Trotz dieser doppelten Entfremdung will sich Volkan nicht dem Vorwurf aussetzen, ein schlechter Österreicher zu sein. Ist er auch mit dem Herzen nicht ganz in seiner neuen Heimat angekommen, so doch mit dem Kopf und beiden Händen. Als er mit zehn Jahren samt Eltern und Schwester einwanderte, wusste er weder etwas von Weihnachten noch von Ostern, seine ersten Worte auf Deutsch waren »Nix Deutsch«. Drei Mal musste er die vierte Volksschulklasse wiederholen, während sich sein Vater als Bäcker verdingte und seine Mutter in einer Bank putzte. Heute hat Volkan an einer Handelsakademie maturiert, studiert seit einem Jahr Pädagogik und unterrichtet in einer Berufsschule angehende Installateure. Ein großer Teil seiner Schüler sind junge Türken. Sie erinnern ihn oft an seine eigene Kindheit, an die Widersprüche und die Zerrissenheit, mit der die Immigranten in Wien aufwachsen. Während die Kellnerin zwei neue Radler serviert, beginnt er zu erzählen.

Auf offener Straße prügelten sich junge Türken mit Rechtsextremen

Noch heute habe er den Geruch von Kastanien in der Nase, nach denen es am 23. September 1990 gerochen habe. Das war Volkans erster Tag in seiner neuen Heimat Österreich. Wien sei damals noch nicht die Stadt gewesen, in der die Türken ihre eigenen Grätzel und damit sichere Rückzugsgebiete gehabt hätten. Ganze Straßenzüge seien damals umkämpft gewesen. In den Vorstadtbezirken wie Ottakring hätten sich Rechtsextreme mit Einwanderern auf offener Straße geprügelt, auf der Praterwiese hätten sie sich zu Massenraufereien verabredet. Einmal hetzten bullige Glatzenträger ihre Kampfhunde auf Volkan und seine Schwester. Noch heute kann er die Namen der Angreifer aufzählen, schließlich stammten die aus der Nachbarschaft.
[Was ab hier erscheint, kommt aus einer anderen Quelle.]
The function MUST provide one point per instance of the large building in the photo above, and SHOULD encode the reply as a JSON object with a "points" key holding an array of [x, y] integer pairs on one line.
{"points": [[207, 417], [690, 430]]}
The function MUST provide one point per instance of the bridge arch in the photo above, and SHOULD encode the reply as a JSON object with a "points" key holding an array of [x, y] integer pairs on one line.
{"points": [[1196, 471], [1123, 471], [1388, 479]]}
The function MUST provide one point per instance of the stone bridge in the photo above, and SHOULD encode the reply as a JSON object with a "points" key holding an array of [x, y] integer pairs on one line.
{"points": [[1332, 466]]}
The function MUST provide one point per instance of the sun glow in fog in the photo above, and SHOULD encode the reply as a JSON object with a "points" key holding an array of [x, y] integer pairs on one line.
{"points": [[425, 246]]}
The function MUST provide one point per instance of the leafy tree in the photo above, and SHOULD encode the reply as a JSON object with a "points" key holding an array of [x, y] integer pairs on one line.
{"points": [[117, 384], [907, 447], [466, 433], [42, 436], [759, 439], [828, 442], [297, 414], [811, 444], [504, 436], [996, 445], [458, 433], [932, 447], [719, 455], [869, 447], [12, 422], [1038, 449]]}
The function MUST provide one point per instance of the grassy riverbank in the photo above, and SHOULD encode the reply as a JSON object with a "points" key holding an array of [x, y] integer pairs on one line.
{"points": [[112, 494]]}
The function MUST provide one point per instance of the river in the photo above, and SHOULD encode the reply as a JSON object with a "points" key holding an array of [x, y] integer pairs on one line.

Der Mittelpunkt von Volkans Leben spielte sich damals zwischen zwei Fußballtoren am Schuhmeierplatz nahe der elterlichen Wohnung ab. Beinahe jeder Wochentag verlief nach dem gleichen Muster: Schule aus, Rucksack ins Eck, ab auf den Platz. Dort trafen sich »Schwabos«, wie junge Immigranten eingesessene Österreicher nennen, »Tschuschen« (Einwanderer mit slawischen Wurzeln) und Türken zum Fußballspielen – und zu vielem mehr.

So war das in den neunziger Jahren, und so ist das heute immer noch. Verschleierte Mädchen werfen – zum sanften Ärger ihrer Mütter – Plastikbälle nach ihren kleinen Brüdern. Der Boden ist gesäumt von Gratiszeitungen und Werbeprospekten, ein Dutzend Burschen spielt Fußball, alte Männer mit Schnauzbart sitzen auf ihren Stock gebeugt und starren scheinbar ins Nichts. Junge Frauen mit Kopftuch, figurbetont gekleidet und adrett geschminkt, plaudern miteinander. Versteckt in einem Eck hinter einem Baum ziehen zwei junge Männer abwechselnd an einem Joint, der süße Geruch von Haschisch umgibt sie.

»Siz Türkmüsünüz?«, seid ihr Türken? Sie nicken, ihren misstrauischen Blicken folgt das Angebot, einen Zug zu nehmen. Akin und Gürkan seien ihre Namen. Was sie machten? »Nichts.« Wovon sie leben? »AMS, Wettcafé – und so.« Warum sie nicht arbeiteten? Im ersten Lehrjahr, klagen sie, würden sie nur hundert Euro mehr bekommen, als das AMS zahle. Dafür stünden sie in der Früh nicht auf. Ob sie religiös seien? Sie seien keine Schweinefleischfresser, aber ins Gebetshaus gingen sie nicht. Wo sie sich in zehn Jahren sähen? Schulterzucken, die Blicke senken sich. Sie wüssten es nicht, sagen sie. Akin und Gürkan sehen für sich ganz offensichtlich keine großen Perspektiven in der österreichischen Gesellschaft.

Zwei Tage später sitzt Volkan im Café Hummel in der Josefstadt, trinkt Latte macchiato und sagt, er kenne diese Art von jungen Männern mit ihren leeren Gesichtern, sie erinnerten ihn an einige seiner türkischen Schüler aus der Berufsschule. Wenn er in eine neue Klasse komme, frage er immer, wer Glücksspiel betreibe. Jedes Mal sei er erschrocken, wie viele die Arme heben. Einmal habe er einen Witz gemacht und erzählt, die Polizei würde am Ende der Stunde mit Drogenhunden vorbeischauen. Das Lachen sei den kreidebleichen Schülern im Hals stecken geblieben.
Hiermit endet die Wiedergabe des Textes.